Pavement ambled on in that just-got-out-of-bed way of theirs, singer Steve Jenkins shuffling shyly over to one side of the stage. They mumbled pleasantries, none of which we could discern because they all talked over one another. As a metaphor for their music, that's just about perfect: the songs come at you from so many different directions, it's like trying to cross the road during a demolition derby.

In sneakers and unironed plaid, Pavement are your mum's worst nightmare. They've always been a capricious bunch, but as they wrung out bite-sized wedges of surreal Americana, you felt as though you'd just happened upon a suburban garageful of college kids rehearsing with the instruments they got for Christmas.

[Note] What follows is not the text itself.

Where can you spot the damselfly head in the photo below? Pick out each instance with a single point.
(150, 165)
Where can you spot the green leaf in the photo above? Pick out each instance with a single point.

Which is not to suggest they're incompetent. But after four albums (the best of which, Wowee Zowee, they're here to plug) they still exude some ruddy-cheeked joy at the marvellous things a guitar can do.

So what exactly are these marvellous things? Well, that's tricky. The guitars went snap, jangle and pop on "Brinx Job", with a wah-wah pressed like the gas pedal on a clear stretch of motorway. On the woozy "Black Out", we got a glimpse of how those same guitars might sound like if they could get plastered on Jack Daniels. Never ones to let a sweet melody outstay its welcome, Pavement's songs are gone before you've had a chance to get friendly, leaving a faint stain on the memory like a face you think you know from somewhere.

They've been chided for borrowing something other than a cup of sugar from musical neighbours The Fall. Indeed, the ramshackle "Flux = Rad", which closed the show tonight, owes a debt so great to the grouchy Mancunian, it's a wonder Mark E Smith hasn't called the bailiffs in. But that's not the whole story. Even the more raucous numbers are passed through the country & western filter. This, and an attention to melancholy chord changes, makes them far closer to their countrymen Firehose. And besides, you'd never catch a Fall song rhyming "Corpus Christi" with "You're so misty".

As the show rolled on, the band gradually turned gaga, the way school goes to pot on the last day of summer term. The drummer donned a lemon paramedics coat. Bob, the mad percussionist, was wearing a featureless mask with eye-holes cut out, you realised suddenly. There's probably some logic in there, but you'd go off your trolley looking. Best just to wallow in Pavement, like the three kids who were attempting to dance, arms wrapped around each other, pulling this way and that, all sunny with smiles. Schizophrenic - but happy. Which sounds worryingly like another perfect metaphor to me.